Am 12.4.2024 übermittelte die Verfahrensbevollmächtigte das elektronische Empfangsbekenntnis, das als Zustelldatum den 22.1.2024 ausweist, an das AG in der Form des strukturierten Datensatzes und begründete die eingelegte Beschwerde am 22.4.2024 beim OLG. Ohne über das Fristverlängerungsgesuch zu entscheiden, verwarf das OLG die Beschwerde durch Beschluss vom 13.5.2024. Auf die Rechtsbeschwerde des Antragsgegners hob der BGH den Beschluss des OLG auf und verwies die Sache zur erneuten Behandlung und Entscheidung dorthin zurück.
Die Gründe:
Nach § 63 Abs. 1 FamFG ist die Beschwerde innerhalb einer Frist von einem Monat einzulegen. Die Frist beginnt mit der schriftlichen Bekanntgabe des Beschlusses an die Beteiligten. Gem. § 117 Abs. 1 Satz 1 FamFG hat der Beschwerdeführer in Ehesachen und Familienstreitsachen zudem zur Begründung seiner Beschwerde einen bestimmten Sachantrag zu stellen und diesen zu begründen. Die Begründung ist innerhalb von zwei Monaten ab schriftlicher Bekanntgabe des Beschlusses, spätestens mit Ablauf von fünf Monaten nach Erlass des Beschlusses, beim Beschwerdegericht einzureichen (§ 117 Abs. 1 Satz 2 und 3 FamFG). Diese Frist kann auf Antrag des Beschwerdeführers unter den in § 117 Abs. 1 Satz 4 FamFG i.V.m. § 520 Abs. 2 Satz 2 und 3 ZPO genannten Voraussetzungen von dem Vorsitzenden des Beschwerdegerichts verlängert werden. Eine Verlängerung der Frist zur Beschwerdebegründung kommt aber nicht mehr in Betracht, wenn das Verlängerungsgesuch erst nach Ablauf der Begründungsfrist beim Beschwerdegericht eingegangen ist. Das Beschwerdegericht hat von Amts wegen zu prüfen, ob die Beschwerde an sich statthaft und ob sie in der gesetzlichen Form und Frist eingelegt ist (§ 68 Abs. 2 Satz 1 FamFG).

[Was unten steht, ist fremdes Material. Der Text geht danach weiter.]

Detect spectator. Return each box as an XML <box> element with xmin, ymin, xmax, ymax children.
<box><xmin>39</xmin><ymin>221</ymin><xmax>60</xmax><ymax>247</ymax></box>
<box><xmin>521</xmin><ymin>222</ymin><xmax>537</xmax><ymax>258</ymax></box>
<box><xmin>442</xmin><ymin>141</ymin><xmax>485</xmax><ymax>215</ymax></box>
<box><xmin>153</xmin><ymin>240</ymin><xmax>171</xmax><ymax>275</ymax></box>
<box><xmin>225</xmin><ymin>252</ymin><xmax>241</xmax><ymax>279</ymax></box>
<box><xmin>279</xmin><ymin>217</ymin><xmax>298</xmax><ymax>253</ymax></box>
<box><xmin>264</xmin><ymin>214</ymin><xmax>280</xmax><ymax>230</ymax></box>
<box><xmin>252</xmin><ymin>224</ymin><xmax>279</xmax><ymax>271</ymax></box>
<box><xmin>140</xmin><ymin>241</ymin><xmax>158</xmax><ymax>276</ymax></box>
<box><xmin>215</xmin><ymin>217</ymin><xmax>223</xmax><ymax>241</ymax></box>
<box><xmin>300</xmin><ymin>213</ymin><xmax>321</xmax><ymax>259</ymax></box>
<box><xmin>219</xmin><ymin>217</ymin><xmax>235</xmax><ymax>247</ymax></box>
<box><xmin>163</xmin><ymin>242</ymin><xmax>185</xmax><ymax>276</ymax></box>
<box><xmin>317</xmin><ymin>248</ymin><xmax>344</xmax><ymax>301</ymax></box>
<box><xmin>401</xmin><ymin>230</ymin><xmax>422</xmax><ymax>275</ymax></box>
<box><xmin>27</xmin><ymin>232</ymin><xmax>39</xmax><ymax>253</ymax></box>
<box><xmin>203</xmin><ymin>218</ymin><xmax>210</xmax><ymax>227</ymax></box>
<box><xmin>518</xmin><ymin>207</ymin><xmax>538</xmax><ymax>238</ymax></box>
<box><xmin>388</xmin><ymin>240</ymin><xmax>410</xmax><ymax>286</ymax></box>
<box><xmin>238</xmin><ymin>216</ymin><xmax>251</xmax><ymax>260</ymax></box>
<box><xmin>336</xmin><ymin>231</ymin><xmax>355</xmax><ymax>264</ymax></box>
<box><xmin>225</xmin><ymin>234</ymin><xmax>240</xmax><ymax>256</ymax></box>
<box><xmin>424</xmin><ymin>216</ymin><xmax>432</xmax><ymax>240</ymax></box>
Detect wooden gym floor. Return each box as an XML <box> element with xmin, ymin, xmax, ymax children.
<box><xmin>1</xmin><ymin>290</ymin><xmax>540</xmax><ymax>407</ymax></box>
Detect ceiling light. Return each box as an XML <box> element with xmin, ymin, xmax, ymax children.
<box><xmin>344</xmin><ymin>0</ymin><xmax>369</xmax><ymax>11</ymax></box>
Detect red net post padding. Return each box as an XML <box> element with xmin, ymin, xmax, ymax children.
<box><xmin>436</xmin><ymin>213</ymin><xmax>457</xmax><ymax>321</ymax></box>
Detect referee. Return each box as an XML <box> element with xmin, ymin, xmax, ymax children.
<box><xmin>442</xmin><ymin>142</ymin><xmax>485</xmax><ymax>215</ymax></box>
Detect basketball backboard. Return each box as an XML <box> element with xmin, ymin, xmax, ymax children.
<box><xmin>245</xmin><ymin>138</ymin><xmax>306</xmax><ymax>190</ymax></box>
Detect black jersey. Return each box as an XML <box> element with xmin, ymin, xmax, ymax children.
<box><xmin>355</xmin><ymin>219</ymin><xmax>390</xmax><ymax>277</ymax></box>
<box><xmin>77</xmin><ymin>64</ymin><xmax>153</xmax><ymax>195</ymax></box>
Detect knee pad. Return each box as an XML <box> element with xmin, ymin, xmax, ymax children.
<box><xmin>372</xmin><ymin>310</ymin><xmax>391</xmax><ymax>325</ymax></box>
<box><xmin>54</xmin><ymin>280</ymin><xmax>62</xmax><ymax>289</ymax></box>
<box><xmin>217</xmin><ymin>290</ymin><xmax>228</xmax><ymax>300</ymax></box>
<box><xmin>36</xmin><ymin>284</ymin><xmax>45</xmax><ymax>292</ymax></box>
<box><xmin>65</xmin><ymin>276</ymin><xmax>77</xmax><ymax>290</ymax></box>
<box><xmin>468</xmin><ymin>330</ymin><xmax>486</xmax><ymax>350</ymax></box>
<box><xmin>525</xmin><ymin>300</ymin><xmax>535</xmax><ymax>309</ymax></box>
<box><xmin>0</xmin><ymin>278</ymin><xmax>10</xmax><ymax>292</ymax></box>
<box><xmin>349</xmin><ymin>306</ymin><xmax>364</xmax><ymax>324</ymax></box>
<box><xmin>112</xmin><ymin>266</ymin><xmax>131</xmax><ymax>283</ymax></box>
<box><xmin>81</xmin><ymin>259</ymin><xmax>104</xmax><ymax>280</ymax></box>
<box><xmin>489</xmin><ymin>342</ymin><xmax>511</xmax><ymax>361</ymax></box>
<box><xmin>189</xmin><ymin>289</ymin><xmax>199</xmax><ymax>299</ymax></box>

Diesen Maßstäben genügt die angefochtene Entscheidung nicht. Ausgehend von der mit dem Empfangsbekenntnis nachgewiesenen Zustellung des angefochtenen Beschlusses am 22.1.2024 hat der Antragsgegner mit seiner am 20.2.2024 eingelegten Beschwerde und dem am 20.3.2024 gestellten Antrag auf Verlängerung der Beschwerdebegründungsfrist die genannten Fristen gewahrt. Mit der elektronischen Übersendung des Empfangsbekenntnisses an das Familiengericht hat die Verfahrensbevollmächtigte (deutlich) vor der Entscheidung des OLG alles von ihr zu Verlangende getan.

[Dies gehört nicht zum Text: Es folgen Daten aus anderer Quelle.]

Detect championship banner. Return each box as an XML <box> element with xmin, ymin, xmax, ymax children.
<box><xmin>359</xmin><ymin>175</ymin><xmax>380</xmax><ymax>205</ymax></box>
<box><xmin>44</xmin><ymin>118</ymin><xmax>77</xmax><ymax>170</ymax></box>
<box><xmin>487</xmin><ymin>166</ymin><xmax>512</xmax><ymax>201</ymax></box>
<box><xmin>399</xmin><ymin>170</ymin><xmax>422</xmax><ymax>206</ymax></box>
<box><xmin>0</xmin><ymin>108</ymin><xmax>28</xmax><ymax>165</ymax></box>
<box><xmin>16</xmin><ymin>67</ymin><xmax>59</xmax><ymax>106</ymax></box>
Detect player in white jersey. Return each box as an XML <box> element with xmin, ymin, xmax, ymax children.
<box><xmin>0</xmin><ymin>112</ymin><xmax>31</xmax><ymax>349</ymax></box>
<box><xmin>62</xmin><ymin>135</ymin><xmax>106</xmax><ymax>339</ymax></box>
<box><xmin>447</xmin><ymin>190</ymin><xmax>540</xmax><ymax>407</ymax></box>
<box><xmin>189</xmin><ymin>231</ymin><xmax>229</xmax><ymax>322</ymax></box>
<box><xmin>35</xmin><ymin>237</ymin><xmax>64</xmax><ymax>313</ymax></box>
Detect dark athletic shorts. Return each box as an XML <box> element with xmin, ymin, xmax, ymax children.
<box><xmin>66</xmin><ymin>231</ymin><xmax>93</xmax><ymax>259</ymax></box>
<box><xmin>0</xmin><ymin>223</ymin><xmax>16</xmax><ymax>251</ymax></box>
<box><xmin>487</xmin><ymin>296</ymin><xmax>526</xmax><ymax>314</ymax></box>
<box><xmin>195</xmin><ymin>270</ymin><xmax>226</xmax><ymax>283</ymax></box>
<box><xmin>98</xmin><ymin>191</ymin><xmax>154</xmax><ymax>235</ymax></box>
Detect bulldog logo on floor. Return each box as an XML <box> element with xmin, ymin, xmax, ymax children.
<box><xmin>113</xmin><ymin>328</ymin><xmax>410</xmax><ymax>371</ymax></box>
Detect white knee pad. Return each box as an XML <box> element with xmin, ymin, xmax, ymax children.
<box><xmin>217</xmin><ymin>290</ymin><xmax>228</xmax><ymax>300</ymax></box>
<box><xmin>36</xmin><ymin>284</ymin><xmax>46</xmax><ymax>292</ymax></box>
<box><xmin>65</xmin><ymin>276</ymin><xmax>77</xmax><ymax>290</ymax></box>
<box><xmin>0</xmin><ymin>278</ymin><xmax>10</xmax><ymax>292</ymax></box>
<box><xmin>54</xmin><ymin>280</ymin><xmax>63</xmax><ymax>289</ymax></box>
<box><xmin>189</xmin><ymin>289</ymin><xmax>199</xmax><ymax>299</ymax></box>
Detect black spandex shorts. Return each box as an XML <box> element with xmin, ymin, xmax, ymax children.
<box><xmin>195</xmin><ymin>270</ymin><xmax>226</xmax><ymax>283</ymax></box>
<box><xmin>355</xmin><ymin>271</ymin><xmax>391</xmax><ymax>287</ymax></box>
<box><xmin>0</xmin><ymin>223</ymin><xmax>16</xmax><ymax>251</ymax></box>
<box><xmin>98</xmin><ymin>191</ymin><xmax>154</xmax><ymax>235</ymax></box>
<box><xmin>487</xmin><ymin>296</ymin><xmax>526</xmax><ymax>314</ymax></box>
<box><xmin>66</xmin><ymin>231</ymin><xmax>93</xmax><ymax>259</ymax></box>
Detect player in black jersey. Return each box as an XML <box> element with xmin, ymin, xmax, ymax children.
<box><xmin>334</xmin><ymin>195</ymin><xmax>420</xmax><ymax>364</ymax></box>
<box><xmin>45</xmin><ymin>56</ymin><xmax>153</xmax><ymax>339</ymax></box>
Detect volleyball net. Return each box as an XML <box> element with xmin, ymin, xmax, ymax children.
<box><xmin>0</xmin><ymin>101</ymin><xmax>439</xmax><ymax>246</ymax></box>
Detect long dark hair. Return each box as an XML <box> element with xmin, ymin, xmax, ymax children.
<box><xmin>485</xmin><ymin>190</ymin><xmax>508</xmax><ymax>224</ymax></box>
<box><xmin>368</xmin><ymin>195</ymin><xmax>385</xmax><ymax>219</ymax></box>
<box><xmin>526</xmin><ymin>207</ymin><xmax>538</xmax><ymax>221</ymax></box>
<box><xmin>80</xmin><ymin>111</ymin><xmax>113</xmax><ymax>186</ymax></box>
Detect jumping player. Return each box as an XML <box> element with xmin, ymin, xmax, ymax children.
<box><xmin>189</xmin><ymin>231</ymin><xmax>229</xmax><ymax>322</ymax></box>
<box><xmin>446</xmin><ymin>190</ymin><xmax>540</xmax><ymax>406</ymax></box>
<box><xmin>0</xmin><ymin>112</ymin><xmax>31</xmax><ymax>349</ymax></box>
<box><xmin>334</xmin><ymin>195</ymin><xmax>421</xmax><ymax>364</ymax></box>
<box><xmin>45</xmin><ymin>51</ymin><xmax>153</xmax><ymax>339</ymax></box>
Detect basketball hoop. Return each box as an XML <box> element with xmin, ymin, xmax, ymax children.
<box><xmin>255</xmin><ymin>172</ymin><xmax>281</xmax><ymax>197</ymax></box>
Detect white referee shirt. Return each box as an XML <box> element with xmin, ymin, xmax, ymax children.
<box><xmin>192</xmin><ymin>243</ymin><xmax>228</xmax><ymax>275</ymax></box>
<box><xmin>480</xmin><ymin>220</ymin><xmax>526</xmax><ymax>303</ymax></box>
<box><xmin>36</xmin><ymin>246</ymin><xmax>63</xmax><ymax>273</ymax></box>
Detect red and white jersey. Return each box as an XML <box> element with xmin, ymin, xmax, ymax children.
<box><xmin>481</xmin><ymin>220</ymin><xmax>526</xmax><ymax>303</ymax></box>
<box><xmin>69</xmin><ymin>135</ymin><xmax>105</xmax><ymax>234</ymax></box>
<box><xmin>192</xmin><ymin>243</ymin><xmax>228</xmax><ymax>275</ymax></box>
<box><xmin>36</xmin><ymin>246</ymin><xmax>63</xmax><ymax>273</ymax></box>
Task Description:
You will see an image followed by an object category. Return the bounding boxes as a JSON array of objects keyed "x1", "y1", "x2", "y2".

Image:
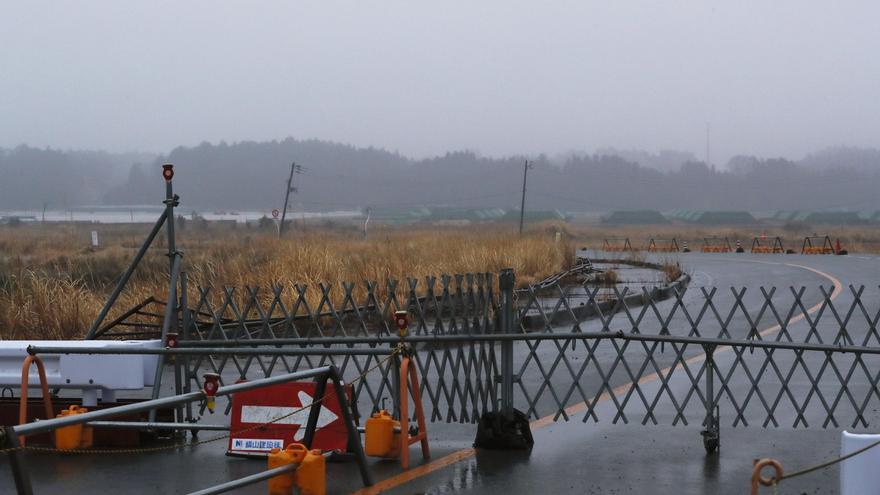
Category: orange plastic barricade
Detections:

Nach § 113 Abs. 1 FamFG iVm § 173 Abs. 3 Satz 2 ZPO ist für die Übermittlung des elektronischen Empfangsbekenntnisses zwingend der vom Gericht mit der Zustellung zur Verfügung gestellte bzw. angeforderte strukturierte Datensatz zu verwenden. Durch die Verwendung des vom Gericht vorgegebenen strukturierten Datensatzes soll das rücklaufende Empfangsbekenntnis dem zugestellten Dokument automatisch zugeordnet werden können. Die Zuordnung selbst liegt in der Verantwortung des Gerichts. Ist die Gerichtsakte bereits für die Durchführung eines Rechtsmittelverfahrens an das Gericht des höheren Rechtszuges abgegeben worden, bleibt es in der gerichtlichen Organisationsverantwortung, für eine Zuordnung des elektronischen Empfangsbekenntnisses zu dem zugestellten Dokument zu sorgen. Ist dies nicht automatisiert gewährleistet, gehört es zu den Aufgaben des Gerichts der Ausgangsinstanz, das Empfangsbekenntnis ohne Zeitverzögerung an das Rechtsmittelgericht weiterzuleiten, um so die nach dem Gesetz vorausgesetzte Zuordnung herzustellen. Parallel dazu besteht eine Verpflichtung des Beschwerdegerichts, keine auf das Fehlen des Empfangsbekenntnisses gestützte Entscheidung zu treffen, ohne sich zuvor bei dem Ausgangsgericht nach einem möglichen, gesetzlich allein dort vorgesehenen Eingang zu erkundigen.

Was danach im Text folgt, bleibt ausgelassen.